Червяк тоже приготовил для нее подарок. Бутылку холодного мартини.

— Размешивать, а не трясти. Старомодный способ. Если ты собираешься делать коктейль «Мартини», — справедливо заметил он, — делай это правильно.

— Я думала, что ты не пьешь в течение дня, — удивилась она.

— Только в особых случаях.

— Я польщена.

— Не каждый день получаешь героин высокого качества, — добавил он, окуная палец в пакетик. — Вау! Где ты его взяла? Я благодарен за бесплатную поставку. Не знал, что у тебя есть друзья в высших сферах. Что я тебе должен?

— Только собственную жизнь. Считай это бесплатным образцом. Там, откуда он взялся, есть больше. — Она начинает чувствовать себя заправским наркодилером. — В последней партии было слишком много того, что вызывает головную боль, — сообщила она с видом эксперта. — Таким товаром можно действительно отравиться, если примешь большую дозу.

— Да, коричневое дерьмо было ужасным, — согласился Червяк.

— Но ты же не мог знать, что я снова принесу тебе наркотик. Почему же сам не сходил за ним в бар? Чтобы прикончить себя.

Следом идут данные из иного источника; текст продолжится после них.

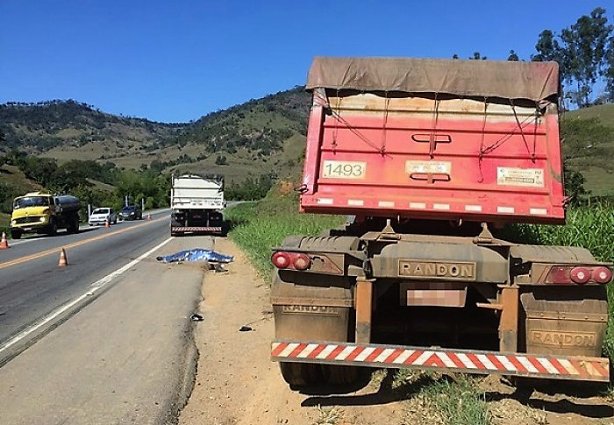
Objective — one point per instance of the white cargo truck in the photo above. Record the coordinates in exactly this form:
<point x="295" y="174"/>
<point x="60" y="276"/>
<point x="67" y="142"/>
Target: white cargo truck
<point x="197" y="204"/>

— Я никогда не хожу в такие грязные места. Кроме того, я не уверен, что снова хочу принять героин, — сказал он, готовясь к охоте на дракона. — У меня отсутствует самоконтроль, который есть у твоего швейцарского приятеля. Как только я установлю связь, я буду ходить туда каждую ночь и покупать это коричневое дерьмо у сексуальных мужичков, умоляя их продать мне отраву. В то время как они будут злорадствовать, видя мои страдания. Находиться в этом месте. Делать это. Испытывать ненависть ко всему… Я не до такой степени мазохист. Существуют странные садомазоотношения между потребителями и дилерами.

— И между друзьями тоже.

Не говоря уж о любовниках. Барбара могла только удивляться, как это она умудрилась застрять в этом героиновом треугольнике, украсть героин у любовника и принести его другу, как если бы она не хотела, чтобы они делились своим счастьем друг с другом, только с ней.

— Для этого и предназначены друзья, — заметил он. — Я знаю, ты не нуждаешься в деньгах, но позволь мне заплатить за это.

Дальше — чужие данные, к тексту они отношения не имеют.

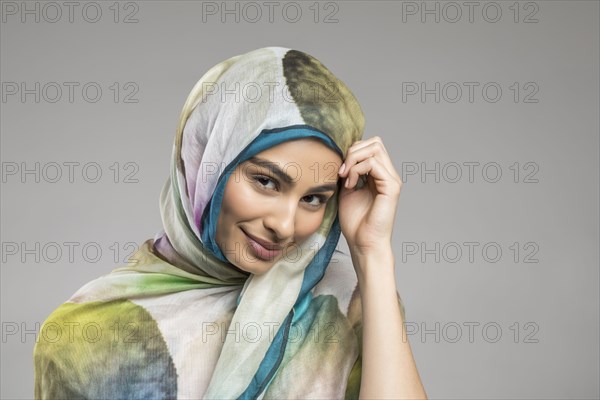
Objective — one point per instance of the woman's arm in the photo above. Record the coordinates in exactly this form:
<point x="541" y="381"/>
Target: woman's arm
<point x="388" y="367"/>
<point x="367" y="213"/>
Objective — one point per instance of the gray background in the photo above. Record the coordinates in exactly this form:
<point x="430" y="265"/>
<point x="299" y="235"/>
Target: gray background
<point x="374" y="48"/>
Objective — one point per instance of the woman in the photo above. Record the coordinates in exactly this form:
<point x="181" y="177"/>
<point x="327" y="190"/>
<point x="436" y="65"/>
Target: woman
<point x="243" y="295"/>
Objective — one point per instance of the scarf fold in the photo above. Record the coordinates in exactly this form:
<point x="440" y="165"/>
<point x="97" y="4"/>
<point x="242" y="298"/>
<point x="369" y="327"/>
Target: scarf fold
<point x="179" y="320"/>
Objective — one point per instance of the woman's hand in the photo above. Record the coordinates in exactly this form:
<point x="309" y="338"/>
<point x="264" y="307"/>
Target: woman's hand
<point x="367" y="214"/>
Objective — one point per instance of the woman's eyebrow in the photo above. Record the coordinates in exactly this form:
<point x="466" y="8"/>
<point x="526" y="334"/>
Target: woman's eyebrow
<point x="275" y="169"/>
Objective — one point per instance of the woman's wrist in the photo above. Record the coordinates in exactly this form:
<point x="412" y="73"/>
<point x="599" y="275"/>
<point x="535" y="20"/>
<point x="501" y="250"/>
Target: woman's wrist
<point x="374" y="266"/>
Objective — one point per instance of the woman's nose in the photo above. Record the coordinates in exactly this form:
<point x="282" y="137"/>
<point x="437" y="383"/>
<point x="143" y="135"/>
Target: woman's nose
<point x="281" y="220"/>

Это было единственное, в чем она не нуждалась.

— Нет, пожалуйста. Деньги только внесли бы в сделку элемент унижения. Эта мысль дорогого стоит.

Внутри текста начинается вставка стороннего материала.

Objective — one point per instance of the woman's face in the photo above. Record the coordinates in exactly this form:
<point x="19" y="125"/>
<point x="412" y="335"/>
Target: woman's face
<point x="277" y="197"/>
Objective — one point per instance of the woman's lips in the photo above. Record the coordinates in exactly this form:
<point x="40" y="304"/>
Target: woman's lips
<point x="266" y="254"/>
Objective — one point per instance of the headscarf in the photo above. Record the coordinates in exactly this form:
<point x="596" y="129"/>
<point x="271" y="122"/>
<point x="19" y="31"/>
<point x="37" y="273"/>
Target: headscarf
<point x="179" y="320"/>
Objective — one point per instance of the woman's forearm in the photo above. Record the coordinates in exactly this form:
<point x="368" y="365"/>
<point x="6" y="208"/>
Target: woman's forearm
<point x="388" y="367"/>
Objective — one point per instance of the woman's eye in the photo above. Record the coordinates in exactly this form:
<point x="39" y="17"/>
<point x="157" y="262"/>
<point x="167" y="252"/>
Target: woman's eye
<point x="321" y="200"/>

— Я думаю, ты должна пересмотреть свое решение. Это могло бы стать работой, которую ты ищешь. Ты можешь стать великолепным дилером. Наркодилеры продают наркотики только друзьям и друзьям друзей.

— Я не считаю, что это по-дружески.

— Тогда думай об этом как о деловом предприятии.

— Хороший способ разрушить дружбу. Никогда не надо смешивать дела с удовольствием.

— Торговля наркотиками — это новая экономика, — продолжил он, игнорируя ее возражения. — Говорят, что наркотики просочились во все слои общества. Теория гласит, что струйки стекают вниз. Пирамида благотворительности, откуда героин и деньги стекают вниз, как горный поток. Каждый стремится испить из него. Все счастливы.

— И все сидят на наркотиках.

— Это правильно, милашка. Если включить сюда фармацевтические препараты, наркотики — товар номер один в мире. Туризм потеснен на второе место.

— Тогда следует открыть отель. Для наркоманов, проводящих отпуск.

— Думай об этом как о помощи людям, помогающим себе. — Казалось, он разговаривает с дозой, концентрируя внимание на приготовлении препарата, которое уже шло к концу. — Думай об этом как о милосердии, которое не приносит дохода. Ты делаешь что-то филантропическое и в то же самое время зарабатываешь деньги. Помогая другим — помоги себе.

— Я не хотела бы оказывать тебе помощь в самоубийстве.

— Подожди, подержи это, пока я вдыхаю.

Он показал ей, как помочь ему охотиться на дракона. Как с ее благородным рыцарем, поединок длится секунды. На этот раз сражение происходило при помощи цилиндрической трубки, свернутой из картона. Кто-то должен был держать это приспособление, в то время как он поджигал алюминиевую фольгу. Она не может представить себя активной воюющей стороной, но становится полезной для павших. Хорошая медсестра на поле битвы. Скользящая между штыками и горчичным газом. Военные действия превращают ее в убежденного пацифиста.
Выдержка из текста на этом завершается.